Tenaga Kerja dan Infrastruktur Menjadi Pertimbangan

Sebuah survei dilakukan oleh Grant Thornton’s International Business Report (IBR) dengan skala internasional melihat prospek bisnis di berbagai negara. Parameter utama dari prospek bisnis ini adalah tenaga kerja dan infrastruktur yang tersedia. Dalam survei ini, ada 60 negara yang di survei, dimana Indonesia adalah salah satu negara tersebut.

Dalam hasil surveinya pada bidang ketenagakerjaan, Indonesia ditempatkan pada posisi ketiga secara global. Menurut Managing Partner Grant Thornton Indonesia Johanna Gani, perihal ketenagakerjaan Indonesia dilihat dari aspek tingkat pengangguran yang rendah dan pertumbuhan produktifitas tenaga kerja yang signifikan, yang membuat Indonesia berada pada urutan ketiga secara global.

Namun nilai tambah tersebut ternyata tidak berbanding lurus dengan pengakuan para pebisnis global untuk mengakui keunggulan Indonesia sehingga dapat dilirik oleh para pelaku bisnis internasisonal.
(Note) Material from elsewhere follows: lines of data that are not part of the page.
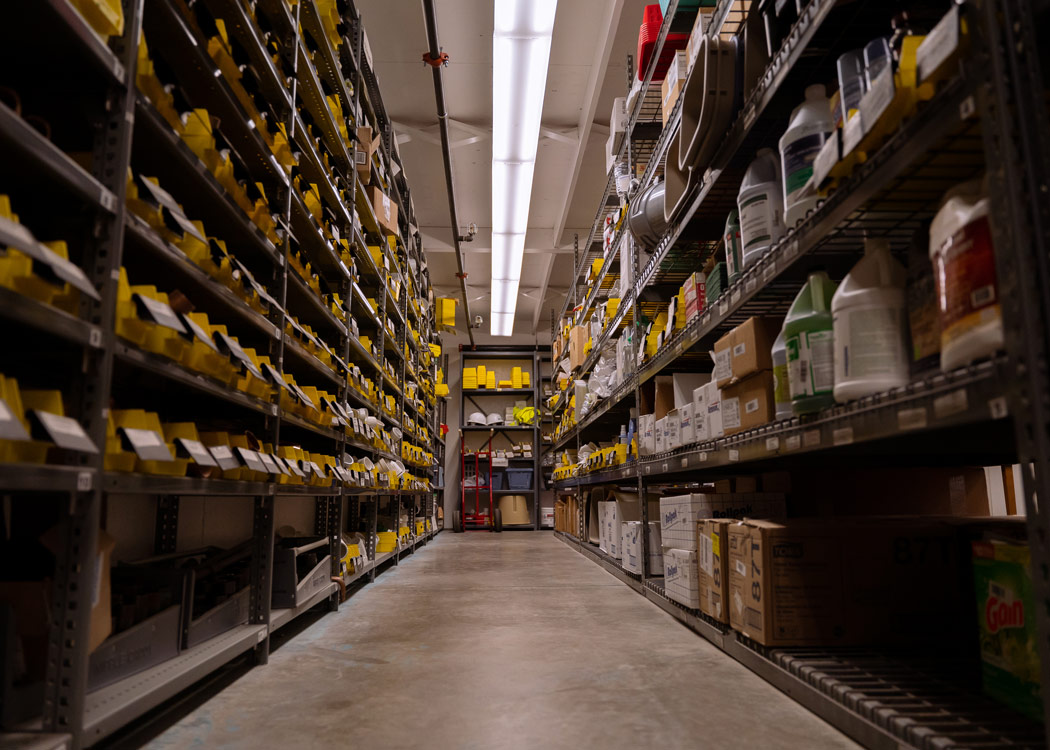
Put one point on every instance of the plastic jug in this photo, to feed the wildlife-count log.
(811, 124)
(733, 259)
(869, 314)
(964, 268)
(760, 203)
(810, 338)
(781, 390)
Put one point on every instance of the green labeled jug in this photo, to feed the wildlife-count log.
(811, 346)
Dari hasil survei tersebut menunjukan bahwa dari kalangan bisnis terdapat 19% yang menginginkan ketersediaan tenaga kerja terampil pendorong utama untuk memilih lokasi bisnis dan investasi. Sementara 25% para pelaku bisnis memilih ketersediaan tenaga kerja yang murah untuk menjadi sasaran bisnisnya.

Namun faktor yang paling besar yang dimiliki Indonesia dan menjadi pertimbangan bagi para pebisnis untuk melakukan usaha di Indonesia adalah karena kedekatan Indonesia dengan rantai pasokan perusahaan, atau dapat dikatakan bahwa Indonesia telah memiliki sistem industri yang terintegrasi. Sebanyak 45% pebisnis mempertimbangkan faktor tersebut. Untuk industri pakaian, otomotif, industri makanan tentu sudah memiliki pasar yang jelas, yaitu 200 juta lebih penduduk Indonesia. Industri terkait infrastuktur, seperti besi, semen, atau aspal juga amat dibutuhkan dengan pembangunan yang sedang gencar dilakukan pemerintah.
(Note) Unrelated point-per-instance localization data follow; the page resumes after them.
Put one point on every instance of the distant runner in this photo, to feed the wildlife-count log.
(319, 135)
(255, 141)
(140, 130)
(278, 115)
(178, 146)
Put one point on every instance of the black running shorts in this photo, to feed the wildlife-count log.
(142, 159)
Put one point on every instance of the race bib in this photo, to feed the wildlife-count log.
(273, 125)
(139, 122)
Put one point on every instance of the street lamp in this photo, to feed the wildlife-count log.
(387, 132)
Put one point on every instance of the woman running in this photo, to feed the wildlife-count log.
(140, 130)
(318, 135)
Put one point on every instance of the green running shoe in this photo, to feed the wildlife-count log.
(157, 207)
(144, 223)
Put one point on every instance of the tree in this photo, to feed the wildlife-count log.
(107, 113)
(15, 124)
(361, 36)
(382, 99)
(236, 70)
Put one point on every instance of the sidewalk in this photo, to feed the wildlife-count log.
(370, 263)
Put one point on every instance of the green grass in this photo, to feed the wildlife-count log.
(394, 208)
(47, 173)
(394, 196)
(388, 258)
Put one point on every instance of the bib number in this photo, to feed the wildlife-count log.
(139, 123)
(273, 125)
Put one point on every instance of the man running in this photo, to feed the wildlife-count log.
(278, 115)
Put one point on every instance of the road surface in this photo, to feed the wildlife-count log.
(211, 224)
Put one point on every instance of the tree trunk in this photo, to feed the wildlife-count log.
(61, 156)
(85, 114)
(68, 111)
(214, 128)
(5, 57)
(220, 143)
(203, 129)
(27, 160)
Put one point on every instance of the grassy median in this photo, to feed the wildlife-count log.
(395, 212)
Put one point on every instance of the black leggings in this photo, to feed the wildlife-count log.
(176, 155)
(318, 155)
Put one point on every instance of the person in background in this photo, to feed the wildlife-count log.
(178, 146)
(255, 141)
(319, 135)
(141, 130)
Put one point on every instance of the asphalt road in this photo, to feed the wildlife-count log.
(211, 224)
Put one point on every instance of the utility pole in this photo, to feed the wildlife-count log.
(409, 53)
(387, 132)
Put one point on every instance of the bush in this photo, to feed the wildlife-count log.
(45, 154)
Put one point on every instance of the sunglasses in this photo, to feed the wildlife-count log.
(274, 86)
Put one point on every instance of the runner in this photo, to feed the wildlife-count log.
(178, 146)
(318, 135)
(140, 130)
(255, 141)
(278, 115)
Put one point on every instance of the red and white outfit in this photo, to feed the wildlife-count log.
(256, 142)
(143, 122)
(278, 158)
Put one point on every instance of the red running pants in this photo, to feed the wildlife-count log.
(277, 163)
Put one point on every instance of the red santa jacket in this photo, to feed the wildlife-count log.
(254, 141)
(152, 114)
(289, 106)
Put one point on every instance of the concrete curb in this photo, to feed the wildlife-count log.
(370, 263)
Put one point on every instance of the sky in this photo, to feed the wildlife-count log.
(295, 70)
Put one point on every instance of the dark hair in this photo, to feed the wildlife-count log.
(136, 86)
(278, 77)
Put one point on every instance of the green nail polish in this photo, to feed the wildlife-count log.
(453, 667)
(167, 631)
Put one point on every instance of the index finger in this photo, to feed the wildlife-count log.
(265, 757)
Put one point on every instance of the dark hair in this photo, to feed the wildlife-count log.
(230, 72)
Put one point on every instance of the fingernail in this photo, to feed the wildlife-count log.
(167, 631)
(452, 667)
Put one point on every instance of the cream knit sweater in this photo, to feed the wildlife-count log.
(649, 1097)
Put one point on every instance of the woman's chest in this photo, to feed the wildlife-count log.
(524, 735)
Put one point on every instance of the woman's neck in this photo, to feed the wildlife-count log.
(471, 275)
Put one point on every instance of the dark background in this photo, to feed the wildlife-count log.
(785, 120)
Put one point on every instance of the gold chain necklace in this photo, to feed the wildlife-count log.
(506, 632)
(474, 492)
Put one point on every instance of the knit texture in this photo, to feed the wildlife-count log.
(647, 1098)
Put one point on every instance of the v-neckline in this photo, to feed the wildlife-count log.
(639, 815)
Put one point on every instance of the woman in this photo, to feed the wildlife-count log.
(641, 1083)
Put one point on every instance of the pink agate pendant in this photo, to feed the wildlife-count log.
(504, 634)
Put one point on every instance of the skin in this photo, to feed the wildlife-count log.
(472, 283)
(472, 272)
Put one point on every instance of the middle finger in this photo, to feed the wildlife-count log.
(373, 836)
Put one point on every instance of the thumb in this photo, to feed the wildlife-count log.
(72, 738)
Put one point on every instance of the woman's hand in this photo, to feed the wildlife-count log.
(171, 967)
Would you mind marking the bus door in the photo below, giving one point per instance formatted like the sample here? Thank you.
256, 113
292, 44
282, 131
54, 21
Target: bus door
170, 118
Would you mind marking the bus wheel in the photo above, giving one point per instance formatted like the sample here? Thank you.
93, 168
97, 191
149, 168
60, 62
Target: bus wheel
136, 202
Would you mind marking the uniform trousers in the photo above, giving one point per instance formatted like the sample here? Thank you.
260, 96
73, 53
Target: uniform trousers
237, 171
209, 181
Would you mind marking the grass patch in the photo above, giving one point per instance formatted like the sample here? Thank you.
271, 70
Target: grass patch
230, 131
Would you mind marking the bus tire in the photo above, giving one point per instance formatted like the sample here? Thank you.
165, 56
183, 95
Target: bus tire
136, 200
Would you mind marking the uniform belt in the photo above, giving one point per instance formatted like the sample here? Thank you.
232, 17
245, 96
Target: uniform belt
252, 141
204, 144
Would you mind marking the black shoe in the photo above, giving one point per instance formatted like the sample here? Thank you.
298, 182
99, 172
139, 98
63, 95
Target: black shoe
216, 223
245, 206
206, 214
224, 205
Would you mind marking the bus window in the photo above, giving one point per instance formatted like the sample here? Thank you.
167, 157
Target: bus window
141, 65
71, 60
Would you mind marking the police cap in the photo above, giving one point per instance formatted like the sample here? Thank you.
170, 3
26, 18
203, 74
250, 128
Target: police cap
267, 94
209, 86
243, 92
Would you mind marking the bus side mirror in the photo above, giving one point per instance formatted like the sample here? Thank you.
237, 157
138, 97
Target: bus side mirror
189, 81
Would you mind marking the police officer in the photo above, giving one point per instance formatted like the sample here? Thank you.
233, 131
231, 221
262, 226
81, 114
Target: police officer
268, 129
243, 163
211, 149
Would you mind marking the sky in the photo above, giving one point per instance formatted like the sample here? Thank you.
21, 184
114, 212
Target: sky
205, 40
Johanna Gani menilai bahwa Indonesia menawarkan peluang menarik dan banyak investor paham situasi ini. Pebisnis sesungguhnya merasa untung beroperasi di Indonesia, ujarnya menjelaskan, seperti dikutip dalam Tribunnews.

Jika pemerintah Indonesia dapat memanfaatkan potensi tersebut ditambah dengan berjalannya pembangunan infrastruktur, maka bukan hal yang tak mungkin pada akhirnya Indonesia menjadi salah satu sasaran utama bagi para pelaku bisnis dunia.